For an event in its second year, Glasgow's Tectonics weekend - a collaboration between conductor Ilan Volkov and the BBC SSO and Alasdair Campbell's AC Projects - felt like a more mature entity. Not that it lacked glorious moments of musical childishness - Sarah Kenchington's Sounds from the Farmyard installation, for example, was an adventure playground of noise-making Heath Robinsonry for grown-ups - but it was able to embrace a remarkable range of contemporary composition, including a vast number of premieres, without worrying about category or genre.

Highlights of Friday's SAintS programme included the dancing of Solene Weinachter in Collective Endeavours' Fracking, Tom Varley's animation to accompany Anneke Kampman's compelling electronics and vocals, and Mark Vernon's and Barry Burns's investigation into the software of resuscitation training.

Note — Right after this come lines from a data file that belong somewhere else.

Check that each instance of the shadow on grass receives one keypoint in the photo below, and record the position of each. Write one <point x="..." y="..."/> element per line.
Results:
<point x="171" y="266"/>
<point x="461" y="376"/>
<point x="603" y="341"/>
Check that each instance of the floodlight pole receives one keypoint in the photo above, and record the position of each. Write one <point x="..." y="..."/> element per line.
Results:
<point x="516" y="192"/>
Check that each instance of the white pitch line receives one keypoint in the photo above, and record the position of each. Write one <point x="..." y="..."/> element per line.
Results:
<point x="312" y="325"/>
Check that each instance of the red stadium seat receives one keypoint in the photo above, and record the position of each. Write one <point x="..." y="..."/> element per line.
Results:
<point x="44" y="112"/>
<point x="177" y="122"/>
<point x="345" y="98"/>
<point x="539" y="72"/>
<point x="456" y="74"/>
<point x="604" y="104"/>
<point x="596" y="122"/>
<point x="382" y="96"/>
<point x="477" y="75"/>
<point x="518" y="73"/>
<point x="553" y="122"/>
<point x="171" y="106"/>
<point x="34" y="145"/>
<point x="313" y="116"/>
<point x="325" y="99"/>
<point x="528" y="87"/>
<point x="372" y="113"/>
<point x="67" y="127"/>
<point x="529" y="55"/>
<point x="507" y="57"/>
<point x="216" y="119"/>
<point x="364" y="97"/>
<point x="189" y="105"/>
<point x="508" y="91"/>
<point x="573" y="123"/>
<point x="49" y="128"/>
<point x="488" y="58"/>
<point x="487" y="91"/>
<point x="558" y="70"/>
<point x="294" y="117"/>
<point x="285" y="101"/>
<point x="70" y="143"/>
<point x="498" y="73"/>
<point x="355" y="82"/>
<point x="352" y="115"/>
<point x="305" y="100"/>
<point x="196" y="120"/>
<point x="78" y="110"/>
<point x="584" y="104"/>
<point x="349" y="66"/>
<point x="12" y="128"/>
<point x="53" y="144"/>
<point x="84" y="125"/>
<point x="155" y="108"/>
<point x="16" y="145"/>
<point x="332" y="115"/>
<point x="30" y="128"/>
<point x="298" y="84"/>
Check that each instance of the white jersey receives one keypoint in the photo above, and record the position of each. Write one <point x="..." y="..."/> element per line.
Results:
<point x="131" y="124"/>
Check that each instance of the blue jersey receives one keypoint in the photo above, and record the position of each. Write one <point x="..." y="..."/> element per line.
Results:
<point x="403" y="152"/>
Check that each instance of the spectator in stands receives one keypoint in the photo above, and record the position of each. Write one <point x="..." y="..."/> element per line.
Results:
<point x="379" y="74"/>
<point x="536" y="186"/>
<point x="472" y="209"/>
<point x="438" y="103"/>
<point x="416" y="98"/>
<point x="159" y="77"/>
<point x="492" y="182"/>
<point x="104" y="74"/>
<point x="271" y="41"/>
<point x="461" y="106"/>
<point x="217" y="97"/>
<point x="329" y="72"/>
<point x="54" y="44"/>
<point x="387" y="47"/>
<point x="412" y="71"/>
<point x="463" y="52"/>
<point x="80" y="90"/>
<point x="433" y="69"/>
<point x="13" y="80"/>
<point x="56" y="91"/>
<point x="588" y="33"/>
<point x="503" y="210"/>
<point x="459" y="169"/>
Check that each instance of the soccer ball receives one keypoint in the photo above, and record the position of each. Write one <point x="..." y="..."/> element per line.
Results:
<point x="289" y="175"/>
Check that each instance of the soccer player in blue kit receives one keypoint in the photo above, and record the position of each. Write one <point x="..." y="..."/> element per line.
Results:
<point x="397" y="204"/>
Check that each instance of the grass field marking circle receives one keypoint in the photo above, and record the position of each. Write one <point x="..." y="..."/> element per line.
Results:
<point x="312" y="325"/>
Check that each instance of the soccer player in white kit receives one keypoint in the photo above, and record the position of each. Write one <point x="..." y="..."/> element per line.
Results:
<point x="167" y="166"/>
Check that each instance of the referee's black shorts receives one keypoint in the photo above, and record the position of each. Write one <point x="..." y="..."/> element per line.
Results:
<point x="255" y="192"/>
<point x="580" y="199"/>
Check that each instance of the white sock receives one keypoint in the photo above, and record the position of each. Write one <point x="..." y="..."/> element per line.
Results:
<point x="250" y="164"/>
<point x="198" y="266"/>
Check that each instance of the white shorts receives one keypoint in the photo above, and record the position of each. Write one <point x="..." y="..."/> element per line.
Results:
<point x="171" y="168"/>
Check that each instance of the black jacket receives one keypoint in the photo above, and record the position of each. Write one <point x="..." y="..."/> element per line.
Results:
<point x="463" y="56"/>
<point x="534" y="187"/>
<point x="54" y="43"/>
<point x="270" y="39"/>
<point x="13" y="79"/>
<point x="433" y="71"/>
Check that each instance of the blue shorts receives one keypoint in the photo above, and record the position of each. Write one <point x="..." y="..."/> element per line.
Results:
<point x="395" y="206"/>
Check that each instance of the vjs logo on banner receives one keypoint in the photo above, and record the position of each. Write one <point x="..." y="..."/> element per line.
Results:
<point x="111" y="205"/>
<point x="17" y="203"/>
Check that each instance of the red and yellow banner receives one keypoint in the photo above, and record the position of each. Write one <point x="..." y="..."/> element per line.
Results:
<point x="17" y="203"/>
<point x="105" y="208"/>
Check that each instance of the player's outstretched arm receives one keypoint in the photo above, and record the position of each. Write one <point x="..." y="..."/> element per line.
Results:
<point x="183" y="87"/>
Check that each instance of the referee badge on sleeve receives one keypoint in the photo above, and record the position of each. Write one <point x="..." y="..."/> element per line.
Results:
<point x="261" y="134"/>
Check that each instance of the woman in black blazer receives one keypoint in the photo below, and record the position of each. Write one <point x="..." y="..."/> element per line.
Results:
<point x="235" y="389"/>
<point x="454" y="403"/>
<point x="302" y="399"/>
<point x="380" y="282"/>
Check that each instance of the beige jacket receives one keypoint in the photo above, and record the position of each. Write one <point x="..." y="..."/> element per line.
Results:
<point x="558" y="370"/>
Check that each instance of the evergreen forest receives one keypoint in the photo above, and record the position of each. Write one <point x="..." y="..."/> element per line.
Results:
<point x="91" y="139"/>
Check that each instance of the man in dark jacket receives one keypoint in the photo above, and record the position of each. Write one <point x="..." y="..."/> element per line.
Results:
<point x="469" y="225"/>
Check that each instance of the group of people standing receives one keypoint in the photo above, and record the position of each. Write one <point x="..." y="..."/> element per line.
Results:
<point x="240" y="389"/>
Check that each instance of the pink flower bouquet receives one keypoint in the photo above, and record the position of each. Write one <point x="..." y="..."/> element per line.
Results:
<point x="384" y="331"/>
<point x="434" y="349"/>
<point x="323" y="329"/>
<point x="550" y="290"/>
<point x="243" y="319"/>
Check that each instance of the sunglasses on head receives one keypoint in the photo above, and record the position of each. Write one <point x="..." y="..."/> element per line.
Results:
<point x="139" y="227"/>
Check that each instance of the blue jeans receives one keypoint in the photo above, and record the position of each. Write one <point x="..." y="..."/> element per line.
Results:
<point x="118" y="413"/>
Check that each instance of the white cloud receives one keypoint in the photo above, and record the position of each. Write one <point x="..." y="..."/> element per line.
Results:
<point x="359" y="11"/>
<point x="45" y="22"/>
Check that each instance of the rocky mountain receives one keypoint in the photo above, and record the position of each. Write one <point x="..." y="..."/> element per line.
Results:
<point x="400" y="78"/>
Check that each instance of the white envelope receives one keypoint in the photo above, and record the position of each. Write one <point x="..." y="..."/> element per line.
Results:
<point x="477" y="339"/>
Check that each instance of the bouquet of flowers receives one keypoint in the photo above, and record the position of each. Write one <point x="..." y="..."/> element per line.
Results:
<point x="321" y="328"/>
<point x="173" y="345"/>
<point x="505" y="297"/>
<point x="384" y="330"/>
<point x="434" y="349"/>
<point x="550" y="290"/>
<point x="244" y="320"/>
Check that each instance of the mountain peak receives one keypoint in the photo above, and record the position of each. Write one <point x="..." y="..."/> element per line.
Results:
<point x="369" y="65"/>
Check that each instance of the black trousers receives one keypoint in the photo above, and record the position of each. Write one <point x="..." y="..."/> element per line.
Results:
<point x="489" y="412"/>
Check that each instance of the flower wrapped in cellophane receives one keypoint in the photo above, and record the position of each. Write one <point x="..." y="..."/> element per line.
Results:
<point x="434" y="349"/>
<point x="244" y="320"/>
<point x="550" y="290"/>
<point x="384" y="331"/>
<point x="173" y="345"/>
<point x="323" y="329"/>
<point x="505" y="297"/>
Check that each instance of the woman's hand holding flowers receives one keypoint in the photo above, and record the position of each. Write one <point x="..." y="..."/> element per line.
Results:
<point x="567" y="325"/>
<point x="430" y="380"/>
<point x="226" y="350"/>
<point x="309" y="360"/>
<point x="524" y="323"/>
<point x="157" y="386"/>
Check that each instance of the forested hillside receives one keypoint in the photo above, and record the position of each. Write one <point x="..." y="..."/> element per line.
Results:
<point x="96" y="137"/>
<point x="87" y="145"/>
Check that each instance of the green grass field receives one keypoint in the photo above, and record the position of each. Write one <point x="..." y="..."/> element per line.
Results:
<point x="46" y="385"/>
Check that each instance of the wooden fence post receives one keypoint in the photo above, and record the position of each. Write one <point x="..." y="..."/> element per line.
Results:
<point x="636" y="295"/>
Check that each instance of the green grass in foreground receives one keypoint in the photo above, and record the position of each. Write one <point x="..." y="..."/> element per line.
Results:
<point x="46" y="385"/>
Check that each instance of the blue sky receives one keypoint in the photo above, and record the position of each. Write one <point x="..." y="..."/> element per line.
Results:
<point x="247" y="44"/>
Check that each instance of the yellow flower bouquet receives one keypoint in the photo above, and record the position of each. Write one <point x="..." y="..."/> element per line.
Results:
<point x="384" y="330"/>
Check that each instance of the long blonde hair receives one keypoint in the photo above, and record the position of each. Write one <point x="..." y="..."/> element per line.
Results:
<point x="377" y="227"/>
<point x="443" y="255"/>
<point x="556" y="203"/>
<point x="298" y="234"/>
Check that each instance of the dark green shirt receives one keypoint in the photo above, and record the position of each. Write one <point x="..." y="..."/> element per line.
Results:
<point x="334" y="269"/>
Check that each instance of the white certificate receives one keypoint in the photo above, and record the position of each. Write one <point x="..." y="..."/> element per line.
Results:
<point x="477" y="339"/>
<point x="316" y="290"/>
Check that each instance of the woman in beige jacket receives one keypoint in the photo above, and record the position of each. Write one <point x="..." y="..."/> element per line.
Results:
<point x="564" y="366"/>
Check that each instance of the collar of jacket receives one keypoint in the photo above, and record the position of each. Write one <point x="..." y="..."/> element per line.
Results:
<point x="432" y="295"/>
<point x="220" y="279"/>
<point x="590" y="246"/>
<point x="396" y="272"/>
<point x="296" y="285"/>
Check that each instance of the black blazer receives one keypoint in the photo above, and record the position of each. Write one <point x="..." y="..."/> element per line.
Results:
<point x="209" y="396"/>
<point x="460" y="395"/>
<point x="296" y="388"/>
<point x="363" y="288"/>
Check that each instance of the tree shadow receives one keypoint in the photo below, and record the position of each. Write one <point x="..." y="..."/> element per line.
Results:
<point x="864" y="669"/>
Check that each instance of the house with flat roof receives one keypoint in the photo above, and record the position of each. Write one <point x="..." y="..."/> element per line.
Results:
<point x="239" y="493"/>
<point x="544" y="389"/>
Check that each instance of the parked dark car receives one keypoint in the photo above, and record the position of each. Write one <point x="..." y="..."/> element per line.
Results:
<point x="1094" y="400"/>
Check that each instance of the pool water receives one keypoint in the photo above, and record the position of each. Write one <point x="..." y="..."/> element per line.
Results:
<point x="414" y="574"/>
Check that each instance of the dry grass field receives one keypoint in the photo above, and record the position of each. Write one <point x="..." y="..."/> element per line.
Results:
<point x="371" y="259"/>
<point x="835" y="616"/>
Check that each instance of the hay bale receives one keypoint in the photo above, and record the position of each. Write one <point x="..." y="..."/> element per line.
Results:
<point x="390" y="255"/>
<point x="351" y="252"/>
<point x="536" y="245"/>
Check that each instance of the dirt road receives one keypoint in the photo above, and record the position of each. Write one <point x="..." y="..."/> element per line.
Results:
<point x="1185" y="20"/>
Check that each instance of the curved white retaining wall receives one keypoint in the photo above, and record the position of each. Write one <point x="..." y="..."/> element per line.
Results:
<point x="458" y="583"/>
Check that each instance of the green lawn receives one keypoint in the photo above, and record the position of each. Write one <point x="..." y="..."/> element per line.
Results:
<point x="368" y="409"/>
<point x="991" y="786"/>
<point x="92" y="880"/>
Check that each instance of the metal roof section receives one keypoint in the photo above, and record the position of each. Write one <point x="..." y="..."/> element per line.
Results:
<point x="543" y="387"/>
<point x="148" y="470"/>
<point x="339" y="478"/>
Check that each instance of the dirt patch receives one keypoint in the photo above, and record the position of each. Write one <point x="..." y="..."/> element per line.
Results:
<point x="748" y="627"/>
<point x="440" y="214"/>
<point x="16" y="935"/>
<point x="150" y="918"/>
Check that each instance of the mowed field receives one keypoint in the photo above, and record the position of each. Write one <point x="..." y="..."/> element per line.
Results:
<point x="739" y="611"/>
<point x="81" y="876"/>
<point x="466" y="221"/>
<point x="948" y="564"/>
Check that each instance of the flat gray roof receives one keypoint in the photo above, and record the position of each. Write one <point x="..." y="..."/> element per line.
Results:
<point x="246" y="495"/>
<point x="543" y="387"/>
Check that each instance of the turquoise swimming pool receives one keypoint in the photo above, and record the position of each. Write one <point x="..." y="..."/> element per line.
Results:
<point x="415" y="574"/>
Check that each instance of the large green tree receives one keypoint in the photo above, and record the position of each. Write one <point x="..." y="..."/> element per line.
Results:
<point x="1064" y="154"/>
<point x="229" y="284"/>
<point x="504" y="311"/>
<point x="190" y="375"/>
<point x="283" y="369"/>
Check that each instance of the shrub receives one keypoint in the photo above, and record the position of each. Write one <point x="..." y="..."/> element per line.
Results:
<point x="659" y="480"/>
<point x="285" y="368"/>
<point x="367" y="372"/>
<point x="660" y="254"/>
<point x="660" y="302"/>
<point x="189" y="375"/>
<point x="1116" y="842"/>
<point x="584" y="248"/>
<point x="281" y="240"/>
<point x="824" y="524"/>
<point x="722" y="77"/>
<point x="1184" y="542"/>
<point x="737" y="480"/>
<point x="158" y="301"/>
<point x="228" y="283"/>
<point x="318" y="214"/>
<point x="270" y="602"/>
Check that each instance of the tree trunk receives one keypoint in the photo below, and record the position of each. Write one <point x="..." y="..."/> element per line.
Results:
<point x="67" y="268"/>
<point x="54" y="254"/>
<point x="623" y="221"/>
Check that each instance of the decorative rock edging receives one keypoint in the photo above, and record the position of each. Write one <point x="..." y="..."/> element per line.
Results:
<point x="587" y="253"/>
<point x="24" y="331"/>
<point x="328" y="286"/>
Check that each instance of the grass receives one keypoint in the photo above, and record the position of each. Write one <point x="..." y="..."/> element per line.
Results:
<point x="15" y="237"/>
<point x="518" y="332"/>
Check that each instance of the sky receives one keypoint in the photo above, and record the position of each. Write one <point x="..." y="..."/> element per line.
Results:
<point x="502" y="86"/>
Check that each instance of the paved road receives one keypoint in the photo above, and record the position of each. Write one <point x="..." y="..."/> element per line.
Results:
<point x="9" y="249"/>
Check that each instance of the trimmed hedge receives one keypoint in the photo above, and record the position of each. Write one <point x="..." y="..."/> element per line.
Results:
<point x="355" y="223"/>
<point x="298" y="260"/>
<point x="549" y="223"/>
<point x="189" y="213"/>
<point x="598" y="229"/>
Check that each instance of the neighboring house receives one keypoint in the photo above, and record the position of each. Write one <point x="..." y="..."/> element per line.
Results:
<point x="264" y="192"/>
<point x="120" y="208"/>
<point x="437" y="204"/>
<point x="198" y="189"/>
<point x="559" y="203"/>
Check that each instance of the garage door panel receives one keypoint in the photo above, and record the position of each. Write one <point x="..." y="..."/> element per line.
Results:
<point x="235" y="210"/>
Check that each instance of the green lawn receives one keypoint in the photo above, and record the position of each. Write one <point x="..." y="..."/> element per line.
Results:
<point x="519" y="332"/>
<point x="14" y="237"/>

In the Grand Hall the orchestra was joined by vocal octet Exaudi - whose recital was a virtuosic display with featured composer Christian Wolff alongside pieces by UK-domiciled American Amber Priestley and Canadian Cassandra Miller - to perform a version of Michael Finnissy's Favourite Poets as the opening to Sunday night's concert of meticulously measured music by James Clapperton, Catherine Lamb and Klaus Lang, after Saturday's brasher programme of Wolff, John Oswald (a Beatles-referencing delight), David Behrman and Georg Friedrich Haas. And all that was before Richard Youngs showed what can be done with the Old Fruitmarket. A feast.

Many of the performances will feature on Radio 3's Late Junction and the Here and Now concert series.